SCROLL TO CONTINUE WITH CONTENT

Direktur Pusat Kajian Antikorupsi Universitas Gadjah Mada (Pukat UGM) Oce Madril mengatakan, persyaratan menjadi dewan pengawas itu berpotensi menimbulkan konflik kepentingan.

"Draf revisi UU hanya melarang mereka tidak boleh menjadi pengurus parpol saat menjabat (dewan pengawas). Jadi, sebelumnya apakah mereka pengurus parpol atau anggota parpol dan mereka bisa saja mendaftar kemudian terpilih.
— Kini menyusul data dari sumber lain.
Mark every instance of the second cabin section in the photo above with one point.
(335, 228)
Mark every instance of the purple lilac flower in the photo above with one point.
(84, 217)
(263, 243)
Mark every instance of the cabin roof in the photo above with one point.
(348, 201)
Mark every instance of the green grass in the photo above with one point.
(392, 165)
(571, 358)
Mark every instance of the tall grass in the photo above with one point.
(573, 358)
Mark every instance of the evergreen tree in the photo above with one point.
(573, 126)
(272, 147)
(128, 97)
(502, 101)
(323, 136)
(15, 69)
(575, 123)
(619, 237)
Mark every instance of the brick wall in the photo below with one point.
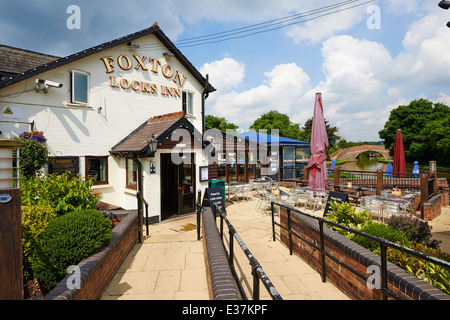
(432, 208)
(98, 270)
(220, 279)
(399, 281)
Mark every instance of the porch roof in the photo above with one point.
(161, 127)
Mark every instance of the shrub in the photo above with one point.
(33, 153)
(437, 276)
(345, 214)
(380, 231)
(68, 240)
(416, 230)
(63, 193)
(34, 222)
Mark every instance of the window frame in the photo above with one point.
(72, 87)
(186, 102)
(86, 162)
(127, 184)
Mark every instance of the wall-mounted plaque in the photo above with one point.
(60, 165)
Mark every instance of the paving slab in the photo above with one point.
(170, 263)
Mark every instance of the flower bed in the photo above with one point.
(97, 270)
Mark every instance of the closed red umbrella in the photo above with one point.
(399, 155)
(318, 145)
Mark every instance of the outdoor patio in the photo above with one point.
(169, 264)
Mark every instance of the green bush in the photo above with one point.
(33, 153)
(437, 276)
(68, 240)
(63, 193)
(416, 230)
(380, 231)
(346, 215)
(34, 222)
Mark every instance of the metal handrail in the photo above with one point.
(384, 244)
(140, 197)
(257, 271)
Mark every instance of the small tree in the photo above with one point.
(33, 153)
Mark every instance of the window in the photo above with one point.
(97, 168)
(188, 98)
(79, 87)
(131, 174)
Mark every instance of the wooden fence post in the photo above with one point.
(423, 192)
(379, 182)
(11, 273)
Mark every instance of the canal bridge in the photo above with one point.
(354, 152)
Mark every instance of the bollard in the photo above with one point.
(11, 276)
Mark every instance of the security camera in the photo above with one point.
(43, 85)
(53, 84)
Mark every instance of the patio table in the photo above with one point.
(386, 201)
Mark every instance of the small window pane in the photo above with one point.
(80, 87)
(188, 98)
(131, 174)
(97, 169)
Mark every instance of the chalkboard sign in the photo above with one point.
(339, 197)
(212, 197)
(60, 165)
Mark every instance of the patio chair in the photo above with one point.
(409, 207)
(311, 200)
(262, 195)
(291, 200)
(371, 205)
(265, 201)
(247, 190)
(391, 208)
(234, 191)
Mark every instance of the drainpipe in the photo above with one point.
(205, 95)
(139, 196)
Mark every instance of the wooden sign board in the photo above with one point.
(212, 197)
(339, 197)
(60, 165)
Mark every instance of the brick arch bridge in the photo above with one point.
(354, 152)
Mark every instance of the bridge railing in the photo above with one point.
(378, 180)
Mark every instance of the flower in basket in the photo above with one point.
(34, 135)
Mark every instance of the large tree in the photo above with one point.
(220, 123)
(279, 121)
(333, 138)
(425, 130)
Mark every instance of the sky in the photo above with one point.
(365, 57)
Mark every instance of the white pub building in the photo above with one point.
(101, 107)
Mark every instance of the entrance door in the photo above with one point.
(186, 185)
(177, 187)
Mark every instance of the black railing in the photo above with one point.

Karena memang tidak ada batasan seperti itu," kata Oce Madril kepada wartawan, Selasa (17/9).

Selain itu, ia juga menyoroti poin kriteria aparat penegak hukum yang telah memiliki pengalaman sekurangnya 15 tahun sebagai kriteria dewan pengawas. Oce memperkirakan KPK akan menjadi lembaga subordinat dari penegak hukum lain.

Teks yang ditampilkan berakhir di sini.